Po pierwsze: opony. Od wielu lat toczy się dyskusja czy trzeba zakładać opony zimowe, czy też nie - koniecznie! - Opony zimowe dają większe bezpieczeństwo, pozwalają skrócić drogę hamowania na lodzie i śniegu, a także zapewniają lepsze prowadzenie. Pamiętajmy, że równie istotny, co rodzaj opony, jest jej odpowiedni stan. Rozporządzenie Ministra Infrastruktury w sprawie warunków technicznych pojazdów oraz zakresu ich niezbędnego wyposażenia z 2003 roku określa minimalną wysokość bieżnika na 1,6 mm. To wartość minimalna - by jednak opona gwarantowała swoje pełne właściwości, bieżnik powinien mieć wysokość min. 3-4 mm - przestrzega Radosław Jaskulski, instruktor Szkoły Auto Škoda.

fot.

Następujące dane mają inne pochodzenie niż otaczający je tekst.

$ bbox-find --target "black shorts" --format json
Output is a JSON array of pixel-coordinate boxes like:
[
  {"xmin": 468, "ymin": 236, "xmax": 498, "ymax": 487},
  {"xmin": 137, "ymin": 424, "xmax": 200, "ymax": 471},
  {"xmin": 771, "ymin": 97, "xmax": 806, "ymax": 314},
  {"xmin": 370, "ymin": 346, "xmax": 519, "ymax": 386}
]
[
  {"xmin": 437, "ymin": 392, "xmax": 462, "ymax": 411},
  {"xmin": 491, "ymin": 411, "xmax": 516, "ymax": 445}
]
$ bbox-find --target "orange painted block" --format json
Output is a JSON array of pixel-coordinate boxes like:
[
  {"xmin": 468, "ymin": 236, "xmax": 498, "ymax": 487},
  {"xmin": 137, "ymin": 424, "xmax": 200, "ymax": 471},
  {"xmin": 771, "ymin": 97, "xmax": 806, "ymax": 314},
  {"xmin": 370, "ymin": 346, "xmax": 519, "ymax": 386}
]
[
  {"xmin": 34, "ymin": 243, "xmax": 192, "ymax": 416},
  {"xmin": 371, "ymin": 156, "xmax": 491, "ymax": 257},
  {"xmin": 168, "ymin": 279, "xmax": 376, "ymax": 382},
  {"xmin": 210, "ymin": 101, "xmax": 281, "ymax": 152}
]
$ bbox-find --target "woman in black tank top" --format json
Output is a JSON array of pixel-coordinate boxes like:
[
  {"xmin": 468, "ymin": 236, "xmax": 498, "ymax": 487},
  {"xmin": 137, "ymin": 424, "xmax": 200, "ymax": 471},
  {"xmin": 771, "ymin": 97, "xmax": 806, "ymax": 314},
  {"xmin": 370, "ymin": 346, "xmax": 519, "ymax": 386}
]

Skoda
Po drugie: akumulator.
Nie pamiętamy o nim przez większość roku, przypominamy sobie zimą, najczęściej, gdy jest już za późno. Wtedy nie pozostaje nam nic innego, jak czekać na taksówkę albo na życzliwego kierowcę, który dzięki podłączeniu kabli rozruchowych pomoże nam uruchomić samochód. Jeśli uruchamiamy samochód na tzw. „krótko”, pamiętajmy, by w odpowiedniej kolejności podłączyć kable i nie pomylić biegunów. Najpierw łączymy bieguny dodatnie, a później ujemne, zdejmujemy w odwrotnej kolejności - najpierw ujemne, a później dodatnie.